Hi Belgo, yes I did see your post but it seems to be in a very small minority and I think that has been one of my worries too - I can be very bossy and forceful myself when I want to be and I guess in the moment it´s a case of deciding whether you really want to/ have the energy to fight for what you want or if you just want it to be as easy as possible? Obviously ´easy´ in this case being entirely relative!

Dh is under strict instructions that he is on MY side and that I need him to stand up for me and let the health professionals look after themselves. Let´s just hope he remembers as I can imagine if he sided with them it would be harder to resist the orders.

suzi2 · 08/02/2007 20:20

Maleva - I'm usually really bossy and will fight! However, after a long flase labour and longish labour I basically was too tired to even think about what was happening! I was totally exhausted and totally focused on managing through the contractions to think "this isn't what I wanted or what will work". I just did what the professionals told/advised me to do. Same for the morphine... I didn't consider that I needed more pain relief. But when a mw asks you if you want "a wee injection for the pain" mid contraction it doesn't cross your mind to say NO lol.

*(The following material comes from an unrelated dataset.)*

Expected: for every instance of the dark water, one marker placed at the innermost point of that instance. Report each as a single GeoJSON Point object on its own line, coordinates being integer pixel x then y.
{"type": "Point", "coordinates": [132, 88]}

This time I've made it crystal clear in my birth plan that I won't be doing what they say without really good reason! DH knows my wishes and I've told him that if I forget to push for things to go MY way then he's to remind me! Best of luck!

vizbizz · 10/02/2007 05:18

I second that. Definitely get DH in to help remind you of what you want. If you have a long labour, you can get so tired you just don't say anything. I am usually assertive, but at the time I wasn't on planet earth...I was in labour-land.